Japanese Astro-E2 Satellite Launched.

The Japanese space agency JAXA announced the successful launch of the ASTRO-E2 X-ray satellite on Sunday. A Japanese-built M-5 rocket blasted off from the Uchinoura Space Center carrying the Astro-E2 into orbit. This satellite, renamed Suzuka, is a replacement for the Astro-E satellite, which was destroyed because of a launch failure in 2000. Once it's operational, Suzuka will help Astronomers understand the evolution of Galaxies and the supermassive black holes at their centres.

How much material was blasted off By Deep impact?.

One of the instruments tuned into Deep Impact is NASA's Swift satellite, normally designed to detect and analyze gamma ray bursts. Swift has been watching the expanding debris cloud, and detected increasing numbers of X-rays every day. This has enabled scientists to accurately measure the total amount of material released. So far, it appears that several tens of thousands of tonnes of debris were blasted off the Comet into space; enough to bury a football field under 9 metres (30 feet) of dust.

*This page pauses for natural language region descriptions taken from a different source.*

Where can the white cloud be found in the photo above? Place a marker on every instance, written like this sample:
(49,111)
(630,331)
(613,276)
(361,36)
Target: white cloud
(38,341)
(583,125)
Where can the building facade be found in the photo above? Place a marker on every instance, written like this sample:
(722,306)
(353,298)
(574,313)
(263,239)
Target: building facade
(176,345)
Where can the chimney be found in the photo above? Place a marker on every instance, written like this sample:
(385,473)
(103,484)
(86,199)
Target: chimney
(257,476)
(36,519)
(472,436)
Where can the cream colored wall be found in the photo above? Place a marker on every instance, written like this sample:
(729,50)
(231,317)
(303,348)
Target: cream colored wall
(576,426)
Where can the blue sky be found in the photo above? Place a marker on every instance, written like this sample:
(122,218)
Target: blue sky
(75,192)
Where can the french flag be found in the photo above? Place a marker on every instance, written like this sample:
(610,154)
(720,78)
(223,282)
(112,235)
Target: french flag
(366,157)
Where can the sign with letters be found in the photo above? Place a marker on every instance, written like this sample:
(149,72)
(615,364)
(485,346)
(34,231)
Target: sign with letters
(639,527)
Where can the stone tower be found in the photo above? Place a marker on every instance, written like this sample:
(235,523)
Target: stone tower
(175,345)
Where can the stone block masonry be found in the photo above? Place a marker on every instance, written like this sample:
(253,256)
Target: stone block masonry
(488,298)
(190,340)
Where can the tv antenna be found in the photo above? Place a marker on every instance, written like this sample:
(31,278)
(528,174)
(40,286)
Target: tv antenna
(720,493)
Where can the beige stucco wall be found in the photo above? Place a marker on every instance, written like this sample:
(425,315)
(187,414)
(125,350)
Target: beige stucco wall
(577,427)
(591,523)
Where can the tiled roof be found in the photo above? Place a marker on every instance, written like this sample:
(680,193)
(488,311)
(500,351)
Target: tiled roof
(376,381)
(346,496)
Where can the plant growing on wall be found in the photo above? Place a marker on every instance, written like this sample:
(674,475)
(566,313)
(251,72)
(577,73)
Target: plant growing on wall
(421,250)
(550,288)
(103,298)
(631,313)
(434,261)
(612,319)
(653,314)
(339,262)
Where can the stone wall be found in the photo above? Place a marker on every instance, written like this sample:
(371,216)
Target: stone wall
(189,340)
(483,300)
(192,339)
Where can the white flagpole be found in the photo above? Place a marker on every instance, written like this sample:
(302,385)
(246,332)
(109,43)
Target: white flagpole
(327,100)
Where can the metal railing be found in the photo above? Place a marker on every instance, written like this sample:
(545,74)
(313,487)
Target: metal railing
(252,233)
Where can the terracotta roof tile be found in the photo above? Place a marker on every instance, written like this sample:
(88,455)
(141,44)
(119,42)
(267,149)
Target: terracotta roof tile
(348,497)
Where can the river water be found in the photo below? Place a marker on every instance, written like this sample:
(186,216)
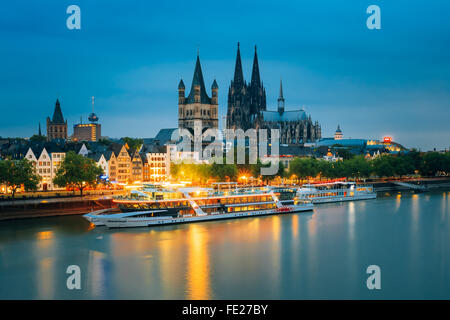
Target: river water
(320,255)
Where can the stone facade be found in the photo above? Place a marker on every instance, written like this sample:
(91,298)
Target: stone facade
(198,109)
(247,109)
(56,127)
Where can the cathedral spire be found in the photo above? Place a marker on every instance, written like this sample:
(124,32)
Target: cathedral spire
(238,74)
(199,83)
(57,114)
(281,99)
(256,80)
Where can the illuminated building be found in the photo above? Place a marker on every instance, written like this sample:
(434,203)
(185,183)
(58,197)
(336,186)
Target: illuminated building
(158,164)
(247,109)
(338,134)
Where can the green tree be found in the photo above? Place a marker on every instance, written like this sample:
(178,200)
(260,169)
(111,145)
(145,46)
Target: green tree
(433,162)
(15,174)
(77,171)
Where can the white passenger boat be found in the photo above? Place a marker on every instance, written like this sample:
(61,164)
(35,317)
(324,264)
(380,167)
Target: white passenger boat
(95,216)
(154,205)
(335,192)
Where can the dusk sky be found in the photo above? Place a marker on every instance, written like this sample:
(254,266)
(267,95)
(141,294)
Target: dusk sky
(131,55)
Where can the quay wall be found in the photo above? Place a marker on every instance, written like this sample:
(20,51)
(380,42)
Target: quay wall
(20,209)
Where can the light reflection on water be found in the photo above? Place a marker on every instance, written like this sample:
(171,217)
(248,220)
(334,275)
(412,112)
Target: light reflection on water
(306,255)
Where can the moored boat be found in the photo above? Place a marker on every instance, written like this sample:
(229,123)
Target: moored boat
(335,192)
(154,205)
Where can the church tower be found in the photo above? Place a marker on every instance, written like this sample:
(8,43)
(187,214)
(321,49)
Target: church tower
(198,109)
(281,100)
(56,127)
(238,110)
(256,91)
(245,101)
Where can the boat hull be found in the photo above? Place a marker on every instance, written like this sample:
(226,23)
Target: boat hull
(342,199)
(149,222)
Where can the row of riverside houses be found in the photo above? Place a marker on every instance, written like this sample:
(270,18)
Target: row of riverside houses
(121,165)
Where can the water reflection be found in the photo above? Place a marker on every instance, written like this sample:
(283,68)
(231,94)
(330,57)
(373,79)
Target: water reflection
(398,201)
(44,253)
(292,256)
(351,220)
(198,271)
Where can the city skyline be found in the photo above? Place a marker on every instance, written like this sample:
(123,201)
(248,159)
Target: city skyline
(372,83)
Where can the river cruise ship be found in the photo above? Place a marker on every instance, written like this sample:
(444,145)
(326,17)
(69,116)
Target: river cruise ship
(335,192)
(155,205)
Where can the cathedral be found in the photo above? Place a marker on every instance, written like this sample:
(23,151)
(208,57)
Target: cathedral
(247,109)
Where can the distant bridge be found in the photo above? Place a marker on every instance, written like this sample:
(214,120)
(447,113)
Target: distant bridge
(410,185)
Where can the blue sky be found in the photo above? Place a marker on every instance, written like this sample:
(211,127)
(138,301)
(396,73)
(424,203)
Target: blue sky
(131,55)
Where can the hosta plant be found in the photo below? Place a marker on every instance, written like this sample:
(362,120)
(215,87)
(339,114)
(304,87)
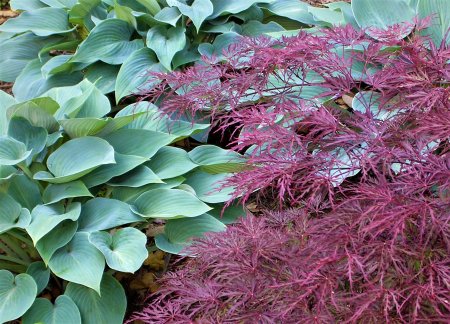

Transit Method Turns Up Planets.

Of the 130 extrasolar planets discovered to date, most have been found using the radial velocity method, where a planet causes tiny changes to a star's velocity compared to the Earth. This back and forth motion changes the wavelength of the light from our perspective. Another method, the transit method, has turned up 6 planets so far, and should find many more in the coming years. It works by watching for a star to dim slightly on a regular basis as a planet passes in between us and the star.

Deep Impact's Plume Was Bigger Than Expected.

When Deep Impact's impactor slammed into Comet Tempel 1 on July 4, 2005, it released a tremendous cloud of fine powdery material from the comet's nucleus. scientists are still studying the volumes of data acquired by Deep Impact, but it appears this plume was much brighter than anyone had expected; its surface was more like talcum powder than sand. The crater was probably on the large side of what was being predicted: 50 - 250 metres (165 - 820 feet).